Philippus Breuker met de stok van Obe Postma, die hem gistermiddag in Tresoar werd aangeboden bij de presentatie van de biografie van Obe Postma.
‘As ik opdroegen wurd sil der net – as by Slauerhoff – in jong/ feintsje fan fieren to gûlen stean.’ Zo dichtte Obe Postma in zijn gedicht As ik opdroegen wurd. Slauerhoff was in zijn ogen kennelijk de dichter die vooral jongens wist te ontroeren. Poëzie voor de puberteit dus. Overigens was Obe Postma zelf ook behoorlijk ontroerd, toen Slauerhoff – nog maar 38 jaar oud – in 1936 overleed. Hij was nog gecommitteerde geweest toen Slauerhoff in 1916 eindexamen deed aan de Rijks-HBS in Leeuwarden. Obe Postma was toentertijd wiskundeleraar in Groningen. Het bericht van Slauerhoffs vroege dood bracht destijds een schok teweeg bij volk en vaderland. Obe Postma was zelf toen al 68 jaar, beslist geen puber meer dus. Toch zag hij in zijn gedicht By de dea fan de dichter Slauerhoff de jonge Slauerhoff nog altijd als een puber voor zich staan, met schooltas en zijn schoolwijsheid, tussen het tassenvolk op de Leeuwarder Nieuwestad: …’In fryske feint, mar mei fermogens mear as Fryslân.’

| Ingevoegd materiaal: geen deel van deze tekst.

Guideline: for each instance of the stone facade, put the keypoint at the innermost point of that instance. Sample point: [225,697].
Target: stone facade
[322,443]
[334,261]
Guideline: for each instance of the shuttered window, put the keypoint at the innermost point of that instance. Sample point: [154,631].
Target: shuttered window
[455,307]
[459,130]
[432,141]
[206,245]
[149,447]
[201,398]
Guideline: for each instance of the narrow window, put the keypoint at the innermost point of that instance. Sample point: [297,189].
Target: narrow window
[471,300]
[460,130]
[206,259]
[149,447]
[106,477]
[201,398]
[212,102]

Gisteren was ik aanwezig bij de presentatie van de biografie van Obe Postma, die Philippus Breuker, de geleerdste man van Fryslân, het licht heeft doen zien. Ik heb het boek gekocht en ga het ook zeker lezen. De presentatie werd georganiseerd door het Obe Postma Selskip. Ofwel, het Obe Postma Zeilschip, zoals ik Cees Andriesse, hoogleraar in de sterrenkunde, dit illustere gezelschap eens hoorde noemen. Ook Cees Andriesse was aanwezig. Ik kwam met het Obe Postma Selskip ooit in contact toen ik door Philippus Breuker was gevraagd om een lezing te houden over Slauerhoff op een symposium dat georganiseerd werd door het Selskip.

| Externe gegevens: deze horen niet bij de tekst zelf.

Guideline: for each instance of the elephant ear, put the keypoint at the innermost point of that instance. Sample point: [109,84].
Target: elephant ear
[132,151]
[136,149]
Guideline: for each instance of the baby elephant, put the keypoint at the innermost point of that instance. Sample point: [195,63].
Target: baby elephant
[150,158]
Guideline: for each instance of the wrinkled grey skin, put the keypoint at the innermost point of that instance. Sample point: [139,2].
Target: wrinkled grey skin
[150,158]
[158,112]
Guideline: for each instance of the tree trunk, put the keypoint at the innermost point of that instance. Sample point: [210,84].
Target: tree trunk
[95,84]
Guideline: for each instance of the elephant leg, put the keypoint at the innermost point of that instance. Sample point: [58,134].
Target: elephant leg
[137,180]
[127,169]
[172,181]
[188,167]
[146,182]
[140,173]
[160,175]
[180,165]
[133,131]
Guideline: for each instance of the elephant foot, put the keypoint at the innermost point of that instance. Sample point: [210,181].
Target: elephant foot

Het was gisteren een volle bak in Tresoar. Mooie verhalen. Ik hoorde tal van bekende woorden. ‘Het onverwoordbare verwoorden…’. ‘Het sublieme in de poëzie…’. ‘Psychisch monisme….’ Obe Postma heeft bij menig Fries een diepe snaar in de ziel geraakt. In ‘de Friese ziel’ of wat dat ook moge zijn. Bestaat er nog wel zoiets als ‘een ziel’? Ook die vraag kwam voorbij gisteren. Woorden hebben niet het eeuwige leven en het woord ‘ziel’ lijkt op sterven na dood. Na de dood van God is ook de ziel langzaam weggekwijnd. Wij zijn ons brein. Obe Postma moest eens weten. Obe Postma is de dichter van het ideale Fryslân. De Libbensmienskip fan it Fryske doarp. Obe Postma hoort nog altijd bij bij Friese ziel, ook nu God er niet meer is.

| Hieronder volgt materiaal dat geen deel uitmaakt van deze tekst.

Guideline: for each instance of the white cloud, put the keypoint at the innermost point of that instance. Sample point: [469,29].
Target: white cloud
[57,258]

Sinds het het verschijnen van Geert Mak’s boek Hoe God verdween uit Jorwerd is het dorp in Friesland een exotisch fenomeen geworden. Na de verbeelding van de jaren zestig is nu de werkelijkheid aan de macht. En het Friese dorp is echter dan echt, dat is ook waar de postmoderne mens naar verlangt. Zoals de boer tegenwoordig ‘vrouw’ zoekt, zo zoekt de randstedeling het Friese dorp. Om die reden zijn de contouren van Jorwerd, het meest bekende dorp van Nederland, inmiddels in heel wat fotoalbums terechtgekomen. Mensen willen kennelijk met eigen ogen dingen zien waarvan ze het bestaan alleen uit hun verbeelding kennen. Zoals de lezers van Jan Siebelink op bedevaart gingen om de heg van de bloemenkwekerij in Velp te aanschouwen, waar God zich voor het laatst op de wereld liet zien, zo wilden de lezers van Geert Mak de sfeer ervaren, waarin God in Jorwerd uit de wereld verdween.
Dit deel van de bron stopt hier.